Ya no poseemos la inocencia de aquellos hombres antiguos que se reunían en el ágora para discutir de filosofía. Hemos perdido su inocencia moral con nuestras bombas, nuestros gases lacrimógenos y nuestras guerras bacteriológicas (...) Pero hemos progresado mucho en el logro del poder que permita poner fin a las guerras, el hambre, la peste y la pobreza. Hemos progresado intelectualmente porque ya no hay nadie que se quede satisfecho con historias propias de niños. La condición del hombre es la siguiente: siempre se produce un estado de tensión frente a lo desconocido. La verdadera ciencia no es motivo de vanidad ni de engreimiento, ni produce ambición, aunque como esto forma parte de la naturaleza se encontrará también en ella. Existe en nosotros un estado de tensión que nos impele hacia adelante. Nos agrada la exactitud de la ley periódica o la interacción de las hélices de DNA. Sabemos muy bien que se trata de recursos expresamente fabricados para poder explicar, ya sea por medio de la teoría cuántica, con sus formas y números, ya sea por medio de expresiones todavía no concebidas, todas las cosas, y con ello no hacemos más que mostrar toda la complejidad, toda la armonía del pensamiento de una sociedad madura y cultivada.
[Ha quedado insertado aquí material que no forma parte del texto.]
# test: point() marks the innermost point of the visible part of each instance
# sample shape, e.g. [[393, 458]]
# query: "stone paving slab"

Estas son las obras mejores de que es capaz el hombre. Aunque también podemos, como los contemporáneos de Tucídides, destruirnos a nosotros mismos en una persecución alocada de la riqueza y dejarnos llevar por el impulso que nos arrastra al dominio del hombre por el hombre. Podemos, sin embargo, adoptar una actitud mucho más hermosa: el hombre puede establecer la meta más elevada de su mente en el conocimiento de la complicada ciencia de la materia. El propósito de esta empresa puede, realmente, como dijo Hooke en una ocasión, iluminar los trabajos de las manos del hombre y dulcificar el curso de nuestro destino en el Edén, pero también –puesto que la naturaleza del hombre está orientada hacia el goce puro de la inteligencia– puede llevarnos, en este mundo en el que hemos nacido, a lograr la plenitud de la mente que se nos dio".